A foto é de uma montanha que fica lá para os lados do Quirguistão, na Ásia Central. Trata-se de um lugar sagrado, com um profundo significado espiritual. Mas antes de chegarmos a esse longínquo local, passemos por uns quantos não-lugares.
Cada vez mais andamos por não-lugares, sítios em que só estamos de passagem para uma outra qualquer parte. Exemplos de não-lugares são as autoestradas, os quartos de hotel, os aeroportos e os supermercados. A expressão não-lugar foi inventada pelo antropólogo Marc Augé (1935-2023), tendo surgido pela primeira vez na sua obra “Non-places: Introduction to an Anthropology of Supermodernity”.
Um não-lugar é o oposto de um lugar. Um lugar é um espaço que fortalece a identidade, pois é onde nos encontramos com outros com quem compartilhamos significados sociais e culturais.
Os não-lugares, pelo contrário, não são espaços de encontro nem possuem significados. O não-lugar é um local no qual os indivíduos permanecem anónimos e distantes entre si. Num não-lugar não vivemos, apenas passamos por lá de caminho para um qualquer lugar.
A praça central de uma cidade é um lugar no qual as pessoas se encontram para conversar, para irem às compras, para passear ou para se manifestarem. A praça central de uma cidade é um local onde os cidadãos constroem e partilham significados.

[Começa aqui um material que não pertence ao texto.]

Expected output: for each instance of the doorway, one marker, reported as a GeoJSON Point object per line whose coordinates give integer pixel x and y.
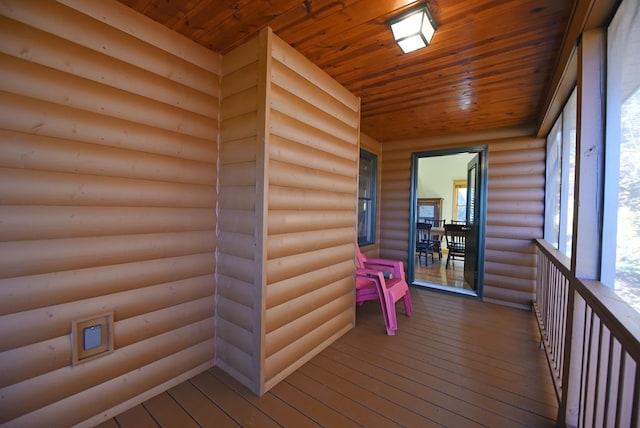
{"type": "Point", "coordinates": [448, 212]}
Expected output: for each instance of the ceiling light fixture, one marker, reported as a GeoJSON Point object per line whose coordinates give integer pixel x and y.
{"type": "Point", "coordinates": [413, 29]}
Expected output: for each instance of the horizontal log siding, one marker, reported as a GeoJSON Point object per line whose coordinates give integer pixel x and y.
{"type": "Point", "coordinates": [311, 221]}
{"type": "Point", "coordinates": [515, 210]}
{"type": "Point", "coordinates": [515, 216]}
{"type": "Point", "coordinates": [108, 148]}
{"type": "Point", "coordinates": [238, 275]}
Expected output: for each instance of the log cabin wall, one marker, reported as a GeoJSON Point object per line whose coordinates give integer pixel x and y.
{"type": "Point", "coordinates": [108, 148]}
{"type": "Point", "coordinates": [515, 208]}
{"type": "Point", "coordinates": [238, 275]}
{"type": "Point", "coordinates": [310, 204]}
{"type": "Point", "coordinates": [288, 183]}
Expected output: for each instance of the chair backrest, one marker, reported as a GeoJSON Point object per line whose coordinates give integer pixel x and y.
{"type": "Point", "coordinates": [360, 258]}
{"type": "Point", "coordinates": [455, 235]}
{"type": "Point", "coordinates": [423, 231]}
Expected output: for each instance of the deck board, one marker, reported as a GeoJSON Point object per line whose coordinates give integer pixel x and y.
{"type": "Point", "coordinates": [455, 362]}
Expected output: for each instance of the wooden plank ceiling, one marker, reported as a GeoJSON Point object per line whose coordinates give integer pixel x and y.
{"type": "Point", "coordinates": [488, 67]}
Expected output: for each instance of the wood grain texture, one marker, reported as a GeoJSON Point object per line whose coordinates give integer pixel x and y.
{"type": "Point", "coordinates": [433, 372]}
{"type": "Point", "coordinates": [515, 207]}
{"type": "Point", "coordinates": [108, 152]}
{"type": "Point", "coordinates": [488, 65]}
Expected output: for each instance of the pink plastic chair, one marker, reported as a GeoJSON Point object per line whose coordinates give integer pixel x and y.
{"type": "Point", "coordinates": [383, 280]}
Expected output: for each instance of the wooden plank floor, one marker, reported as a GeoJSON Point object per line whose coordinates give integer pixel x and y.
{"type": "Point", "coordinates": [454, 362]}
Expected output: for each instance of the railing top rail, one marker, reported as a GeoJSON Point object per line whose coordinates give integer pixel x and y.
{"type": "Point", "coordinates": [620, 318]}
{"type": "Point", "coordinates": [561, 261]}
{"type": "Point", "coordinates": [617, 315]}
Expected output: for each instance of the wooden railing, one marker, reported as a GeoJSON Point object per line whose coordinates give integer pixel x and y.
{"type": "Point", "coordinates": [592, 341]}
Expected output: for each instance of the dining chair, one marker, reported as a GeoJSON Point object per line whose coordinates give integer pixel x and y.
{"type": "Point", "coordinates": [455, 236]}
{"type": "Point", "coordinates": [382, 280]}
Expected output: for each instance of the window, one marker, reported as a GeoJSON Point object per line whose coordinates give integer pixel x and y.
{"type": "Point", "coordinates": [559, 194]}
{"type": "Point", "coordinates": [621, 225]}
{"type": "Point", "coordinates": [460, 200]}
{"type": "Point", "coordinates": [367, 198]}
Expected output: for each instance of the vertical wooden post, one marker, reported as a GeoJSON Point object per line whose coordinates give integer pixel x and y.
{"type": "Point", "coordinates": [587, 226]}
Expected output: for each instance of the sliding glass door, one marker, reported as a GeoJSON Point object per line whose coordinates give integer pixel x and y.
{"type": "Point", "coordinates": [448, 200]}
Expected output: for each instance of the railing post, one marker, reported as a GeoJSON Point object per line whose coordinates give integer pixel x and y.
{"type": "Point", "coordinates": [569, 409]}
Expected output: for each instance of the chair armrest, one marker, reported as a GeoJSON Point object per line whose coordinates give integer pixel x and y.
{"type": "Point", "coordinates": [372, 274]}
{"type": "Point", "coordinates": [395, 267]}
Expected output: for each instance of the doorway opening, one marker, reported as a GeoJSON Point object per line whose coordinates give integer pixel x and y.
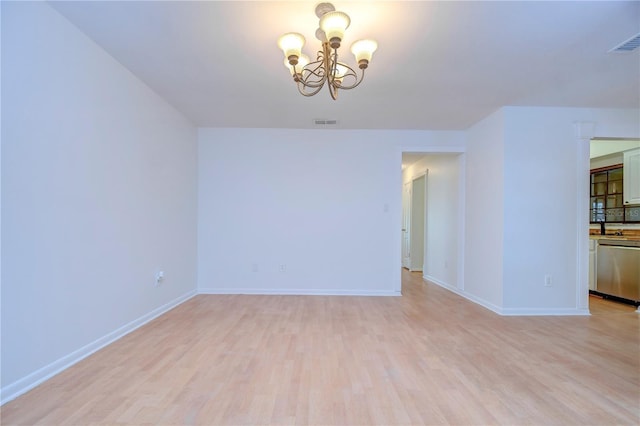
{"type": "Point", "coordinates": [614, 222]}
{"type": "Point", "coordinates": [432, 236]}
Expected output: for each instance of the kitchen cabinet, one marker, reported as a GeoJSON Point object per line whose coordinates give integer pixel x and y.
{"type": "Point", "coordinates": [592, 264]}
{"type": "Point", "coordinates": [631, 182]}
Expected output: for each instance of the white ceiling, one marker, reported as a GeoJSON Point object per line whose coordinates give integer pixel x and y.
{"type": "Point", "coordinates": [440, 65]}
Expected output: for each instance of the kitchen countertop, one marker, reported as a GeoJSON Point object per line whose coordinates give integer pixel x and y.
{"type": "Point", "coordinates": [614, 237]}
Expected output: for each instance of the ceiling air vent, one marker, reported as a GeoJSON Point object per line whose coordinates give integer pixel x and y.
{"type": "Point", "coordinates": [628, 46]}
{"type": "Point", "coordinates": [324, 122]}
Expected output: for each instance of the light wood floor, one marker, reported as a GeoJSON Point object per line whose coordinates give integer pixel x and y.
{"type": "Point", "coordinates": [429, 357]}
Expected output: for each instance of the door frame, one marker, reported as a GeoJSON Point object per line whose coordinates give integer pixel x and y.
{"type": "Point", "coordinates": [397, 233]}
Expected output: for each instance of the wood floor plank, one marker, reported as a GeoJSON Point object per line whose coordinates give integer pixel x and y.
{"type": "Point", "coordinates": [428, 357]}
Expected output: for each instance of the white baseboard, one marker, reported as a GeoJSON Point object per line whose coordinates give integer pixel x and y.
{"type": "Point", "coordinates": [508, 311]}
{"type": "Point", "coordinates": [32, 380]}
{"type": "Point", "coordinates": [297, 291]}
{"type": "Point", "coordinates": [543, 312]}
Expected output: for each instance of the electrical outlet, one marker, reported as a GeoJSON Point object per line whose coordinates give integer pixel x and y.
{"type": "Point", "coordinates": [159, 278]}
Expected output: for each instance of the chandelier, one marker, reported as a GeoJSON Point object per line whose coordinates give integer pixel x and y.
{"type": "Point", "coordinates": [310, 77]}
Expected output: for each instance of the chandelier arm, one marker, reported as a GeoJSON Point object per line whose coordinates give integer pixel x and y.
{"type": "Point", "coordinates": [313, 76]}
{"type": "Point", "coordinates": [356, 84]}
{"type": "Point", "coordinates": [301, 86]}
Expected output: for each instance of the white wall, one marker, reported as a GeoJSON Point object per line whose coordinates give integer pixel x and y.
{"type": "Point", "coordinates": [98, 192]}
{"type": "Point", "coordinates": [527, 206]}
{"type": "Point", "coordinates": [546, 194]}
{"type": "Point", "coordinates": [484, 211]}
{"type": "Point", "coordinates": [325, 203]}
{"type": "Point", "coordinates": [442, 248]}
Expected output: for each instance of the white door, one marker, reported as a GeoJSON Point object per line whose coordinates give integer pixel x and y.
{"type": "Point", "coordinates": [416, 247]}
{"type": "Point", "coordinates": [406, 225]}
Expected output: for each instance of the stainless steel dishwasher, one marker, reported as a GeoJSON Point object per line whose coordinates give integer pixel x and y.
{"type": "Point", "coordinates": [618, 269]}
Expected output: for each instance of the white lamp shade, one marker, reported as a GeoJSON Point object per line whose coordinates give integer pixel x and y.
{"type": "Point", "coordinates": [334, 24]}
{"type": "Point", "coordinates": [303, 60]}
{"type": "Point", "coordinates": [363, 49]}
{"type": "Point", "coordinates": [291, 44]}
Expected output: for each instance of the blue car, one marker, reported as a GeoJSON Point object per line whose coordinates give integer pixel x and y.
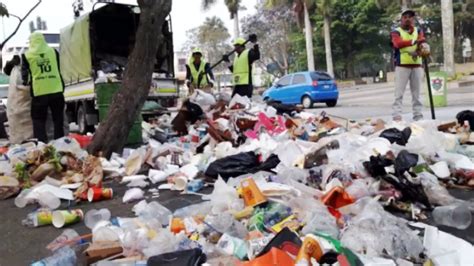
{"type": "Point", "coordinates": [304, 88]}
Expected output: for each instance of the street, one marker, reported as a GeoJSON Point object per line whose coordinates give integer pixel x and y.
{"type": "Point", "coordinates": [24, 245]}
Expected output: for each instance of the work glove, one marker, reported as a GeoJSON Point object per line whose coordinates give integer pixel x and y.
{"type": "Point", "coordinates": [225, 58]}
{"type": "Point", "coordinates": [425, 50]}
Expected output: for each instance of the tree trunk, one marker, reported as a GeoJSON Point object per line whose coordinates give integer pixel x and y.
{"type": "Point", "coordinates": [309, 39]}
{"type": "Point", "coordinates": [128, 101]}
{"type": "Point", "coordinates": [327, 44]}
{"type": "Point", "coordinates": [236, 25]}
{"type": "Point", "coordinates": [447, 19]}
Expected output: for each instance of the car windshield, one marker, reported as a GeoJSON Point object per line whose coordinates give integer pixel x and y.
{"type": "Point", "coordinates": [319, 75]}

Os antigos gregos chamavam à praça central da cidade ágora, os romanos chamavam-lhe fórum. Nas cidades gregas a ágora era onde se realizavam os mercados e as assembleias do povo. Neste espaço público havia actividades políticas, comércio, trocavam-se informações, existiam rituais religiosos, intrigas, locais para o ócio, demonstrações de retórica e muito mais.
Nas cidades romanas, o fórum era onde acorriam multidões a fim de comprar, de divulgar boatos, de participar em actividades de culto, de assistir a espectáculos e de tratar de negócios públicos ou privados.
A ágora, o fórum e a praça central são lugares plenos de significado, é em sítios como esses que nascem e se consolidam os valores políticos, sociais e culturais comuns a uma cidade, a um país, a um povo e até a uma civilização inteira.
Actualmente passamos muito tempo em não-lugares, locais como os supermercados ou os centros comerciais, que são vazios de significados partilhados ou comuns. Tais espaços estão concebidos para que cada um aja como um indivíduo isolado e tão-somente no papel de consumidor.
Esses sítios não são pensados para que os cidadãos aí discutam, troquem ideias e manifestem opiniões políticas e sociais. Menos pensados são ainda para rituais religiosos ou actividades culturais, nada nesses sítios tem ou pretende ter significado, o seu exclusivo objectivo é que os clientes passem por lá e consumam mais e mais, os produtos expostos.
É triste verificar como a lógica dos não-lugares vai tomando conta do que outrora eram lugares plenos de significados partilhados. Veja-se por exemplo, o que sucede no centro das principais cidades ocidentais, que a pouco e pouco se foram tornando todas iguais.
Seja por onde for, vemos as mesmas lojas de roupa, calçado ou de acessórios pertencentes a marcas multinacionais. Vemos pelas cidades o mesmo comércio de bugigangas e souvenirs e as mesmas cadeias de restaurantes de comida rápida. O centro das principais cidades vai-se assim transformando num não-lugar, muito semelhante a um centro comercial ou a um free-shop de um qualquer aeroporto.
Os centros das cidades perdem assim significado, deixando de ser um lugar para cidadãos e passando a ser um sítio para turistas-consumistas.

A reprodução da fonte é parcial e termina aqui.